循環型社会への貢献。

循環型社会への貢献。
「繊維くずからできた紙」の活用。

2023.10.12

カンコー学生工学研究所では、未来の子どもたちが過ごしやすく美しい環境で生活し続けることができるよう、気候変動の適応と緩和の両側面より、研究を進めております。今回は緩和施策のひとつである、新しいパートナーと共創した新しい生地台紙と生地ハンガーについて紹介します。

ファッション産業の環境問題と新しいパートナー。

環境省より発表された資料「SUSTAINABLE FASHIONこれからのファッションを持続可能に」では、ファッション産業は、製造にかかるエネルギー消費量やライフサイクルの短さなどから環境負荷の大きい産業であることが説明されています。現在、ファッション産業に属する様々な企業がサーキュラーエコノミー※1の実現に向けて新しい取組みを始めています。

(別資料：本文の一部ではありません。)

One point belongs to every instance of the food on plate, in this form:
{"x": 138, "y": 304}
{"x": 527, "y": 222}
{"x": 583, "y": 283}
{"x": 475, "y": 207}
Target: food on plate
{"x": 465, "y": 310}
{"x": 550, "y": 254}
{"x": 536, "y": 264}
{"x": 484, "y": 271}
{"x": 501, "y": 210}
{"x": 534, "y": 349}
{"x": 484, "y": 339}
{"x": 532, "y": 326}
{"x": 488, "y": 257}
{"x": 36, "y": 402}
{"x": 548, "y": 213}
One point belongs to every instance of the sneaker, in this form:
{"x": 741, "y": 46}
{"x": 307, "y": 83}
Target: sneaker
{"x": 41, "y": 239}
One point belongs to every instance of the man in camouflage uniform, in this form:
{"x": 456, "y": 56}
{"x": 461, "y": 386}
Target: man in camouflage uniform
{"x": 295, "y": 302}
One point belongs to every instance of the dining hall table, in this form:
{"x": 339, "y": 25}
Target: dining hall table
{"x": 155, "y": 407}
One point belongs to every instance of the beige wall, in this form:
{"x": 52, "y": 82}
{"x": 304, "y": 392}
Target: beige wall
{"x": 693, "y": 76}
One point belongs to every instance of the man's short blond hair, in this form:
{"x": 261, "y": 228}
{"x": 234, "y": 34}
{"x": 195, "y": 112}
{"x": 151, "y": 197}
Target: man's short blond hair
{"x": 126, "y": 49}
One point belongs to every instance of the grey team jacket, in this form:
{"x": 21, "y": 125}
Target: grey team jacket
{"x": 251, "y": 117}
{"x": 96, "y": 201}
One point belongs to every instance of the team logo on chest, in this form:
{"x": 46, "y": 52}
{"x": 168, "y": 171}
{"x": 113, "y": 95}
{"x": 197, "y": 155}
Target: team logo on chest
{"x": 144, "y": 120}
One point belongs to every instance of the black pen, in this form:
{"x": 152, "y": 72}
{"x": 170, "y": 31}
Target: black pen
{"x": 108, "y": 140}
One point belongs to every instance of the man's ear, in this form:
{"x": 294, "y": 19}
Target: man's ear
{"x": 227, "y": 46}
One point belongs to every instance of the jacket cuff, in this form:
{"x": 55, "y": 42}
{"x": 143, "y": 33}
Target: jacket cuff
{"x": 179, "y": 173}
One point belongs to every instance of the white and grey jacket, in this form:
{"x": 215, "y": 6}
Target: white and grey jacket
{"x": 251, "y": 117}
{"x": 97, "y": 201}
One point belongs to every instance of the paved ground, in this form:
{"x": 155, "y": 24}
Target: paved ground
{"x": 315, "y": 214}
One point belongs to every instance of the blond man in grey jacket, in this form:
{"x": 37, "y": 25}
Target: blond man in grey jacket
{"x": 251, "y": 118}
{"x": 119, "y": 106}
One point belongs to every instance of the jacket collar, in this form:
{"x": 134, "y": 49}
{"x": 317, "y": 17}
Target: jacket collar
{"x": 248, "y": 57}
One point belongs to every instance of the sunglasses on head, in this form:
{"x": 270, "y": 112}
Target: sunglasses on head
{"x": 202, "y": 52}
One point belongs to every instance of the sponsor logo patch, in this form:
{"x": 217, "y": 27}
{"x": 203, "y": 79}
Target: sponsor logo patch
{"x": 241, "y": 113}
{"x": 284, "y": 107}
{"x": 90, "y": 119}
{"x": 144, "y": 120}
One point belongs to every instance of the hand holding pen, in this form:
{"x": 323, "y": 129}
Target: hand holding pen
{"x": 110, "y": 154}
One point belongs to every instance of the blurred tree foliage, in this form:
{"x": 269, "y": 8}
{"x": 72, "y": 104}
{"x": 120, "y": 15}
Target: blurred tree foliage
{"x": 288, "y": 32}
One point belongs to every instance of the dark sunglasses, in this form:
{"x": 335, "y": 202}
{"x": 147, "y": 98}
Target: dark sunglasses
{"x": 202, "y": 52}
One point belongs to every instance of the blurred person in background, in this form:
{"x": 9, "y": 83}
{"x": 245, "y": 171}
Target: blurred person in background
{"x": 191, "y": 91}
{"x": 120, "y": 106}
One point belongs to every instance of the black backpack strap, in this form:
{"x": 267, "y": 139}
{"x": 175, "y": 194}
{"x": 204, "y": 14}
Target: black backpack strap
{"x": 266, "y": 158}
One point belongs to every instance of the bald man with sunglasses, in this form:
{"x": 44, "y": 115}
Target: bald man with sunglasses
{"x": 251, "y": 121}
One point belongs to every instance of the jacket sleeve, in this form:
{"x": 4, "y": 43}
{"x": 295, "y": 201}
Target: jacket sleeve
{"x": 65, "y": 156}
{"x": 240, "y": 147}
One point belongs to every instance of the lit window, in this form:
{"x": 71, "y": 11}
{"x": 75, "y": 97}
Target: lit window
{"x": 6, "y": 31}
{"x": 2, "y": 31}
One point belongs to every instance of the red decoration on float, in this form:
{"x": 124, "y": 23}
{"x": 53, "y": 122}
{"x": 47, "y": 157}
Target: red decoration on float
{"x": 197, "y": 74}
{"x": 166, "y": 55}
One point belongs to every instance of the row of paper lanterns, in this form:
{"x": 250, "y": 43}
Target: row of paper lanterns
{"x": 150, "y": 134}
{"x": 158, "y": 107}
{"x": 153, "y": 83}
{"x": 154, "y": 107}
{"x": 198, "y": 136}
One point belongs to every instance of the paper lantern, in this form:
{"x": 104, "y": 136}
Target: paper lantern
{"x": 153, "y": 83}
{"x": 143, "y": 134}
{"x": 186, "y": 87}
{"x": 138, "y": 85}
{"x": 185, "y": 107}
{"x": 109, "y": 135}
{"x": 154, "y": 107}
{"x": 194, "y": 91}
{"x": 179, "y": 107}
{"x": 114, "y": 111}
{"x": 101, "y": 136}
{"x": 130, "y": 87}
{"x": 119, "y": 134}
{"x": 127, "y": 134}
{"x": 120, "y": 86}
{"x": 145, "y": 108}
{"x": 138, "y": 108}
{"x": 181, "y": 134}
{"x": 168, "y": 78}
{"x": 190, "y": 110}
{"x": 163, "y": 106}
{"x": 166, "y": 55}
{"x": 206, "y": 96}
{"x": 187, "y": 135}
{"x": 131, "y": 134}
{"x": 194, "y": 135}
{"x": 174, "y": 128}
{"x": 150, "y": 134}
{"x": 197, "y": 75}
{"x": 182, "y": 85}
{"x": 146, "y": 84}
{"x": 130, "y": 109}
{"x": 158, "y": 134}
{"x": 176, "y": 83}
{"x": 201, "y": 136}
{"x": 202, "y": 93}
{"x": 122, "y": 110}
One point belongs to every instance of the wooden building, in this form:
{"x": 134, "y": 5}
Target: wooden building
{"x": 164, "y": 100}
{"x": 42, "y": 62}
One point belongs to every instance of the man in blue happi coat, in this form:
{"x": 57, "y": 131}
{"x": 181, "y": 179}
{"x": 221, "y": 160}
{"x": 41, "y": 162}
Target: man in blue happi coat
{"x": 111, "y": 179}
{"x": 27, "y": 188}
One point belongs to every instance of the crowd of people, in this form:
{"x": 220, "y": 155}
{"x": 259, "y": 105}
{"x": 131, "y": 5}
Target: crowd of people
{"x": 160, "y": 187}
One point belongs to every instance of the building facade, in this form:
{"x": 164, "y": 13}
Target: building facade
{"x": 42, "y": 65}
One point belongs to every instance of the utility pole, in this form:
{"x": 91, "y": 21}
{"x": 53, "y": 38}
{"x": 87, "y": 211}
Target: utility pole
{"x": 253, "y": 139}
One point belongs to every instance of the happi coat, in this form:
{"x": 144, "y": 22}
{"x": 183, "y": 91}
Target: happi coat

学校制服は、入学者数をある程度見込んだ必要な量を生産するので比較的サステナブルな要素が含まれた衣類と考えることができます。とは言え、特色ある学校指定制服のデザイン検討時や製造時には廃棄せざるを得ない生地が発生するなど、まだまだ取組むべき課題はたくさんあります。今回はデザイン検討時に活用した後の生地を、ゴミとして処分・焼却することなくリサイクル可能にするため、一般社団法人サーキュラーコットンファクトリー(以下CCF)にご協力いただき、取組みを開始しました。

 

※1.サーキュラーエコノミー(循環経済)…従来の3Rの取組に加え、資源投入量・消費量を抑えつつ、ストックを有効活用しながら、サービス化等を通じて付加価値を生み出す経済活動であり、資源・製品の価値の最大化、資源消費の最小化、廃棄物の発生抑止等を目指すもの。(環境省公式サイトより)

繊維くずから紙へ。

CCFは、「繊維に関わる全てのプロセスで排出される繊維ゴミを回収し再生させる繊維の循環システムを社会実装する」というミッションを掲げ、2021年9月に設立。以降、多くのパートナー企業・団体と共創の輪を広げられています。現状、繊維の廃棄物を繊維に再生してもそのリサイクル率は17.5%。それに比べると、紙の回収率は85%、古紙利用率は67%。紙にする方がはるかに高い循環利用となります。CCF公式サイトより)

CCF活動事例

【柔道着が原料の画用紙を使ったワークショップ】

捨てられるはずだった柔道着から生まれ変わった画用紙。

子どもたちに繊維ゴミからつくられた紙に実際に触れてもらうことを通じて、繊維ゴミや地球環境について考える機会をつくりました。

CCF代表理事 渡邊 智恵子

1990年より日本でのオーガニックコットンの啓蒙普及に取り組み、日本でのオーガニックコットンの製品製造のパイオニア。 株式会社アバンティ代表取締役創設者であり、現在相談役。企業活動以外に、オーガニックコットンの啓蒙普及と認証機関としてのNPO日本オーガニックコットン協会を設立。 グローバルスタンダード(GOTS)の基準作りにも関わる。2021年から繊維のゴミを資源にするプロジェクト(CCF)を立ち上げ、現在代表理事に就任。

カンコーの具体的な取り組み。

カンコーでは、生地の風合いや色柄等の制服デザインを検討していただく際に、生地台紙(以下台紙)や生地ハンガー(以下ハンガー)という制服に使用する生地を台紙に貼りつけたものやハンガー状の台紙に挟み込んだものを、使用しています。従来の台紙やハンガーには、繊維(生地)や紙、プラスチック(フック部分)や金属(フック部分)が混在している為、分別後紙のみ古紙としてリサイクルすることは可能ですが、それ以外は可燃ゴミとして焼却しています。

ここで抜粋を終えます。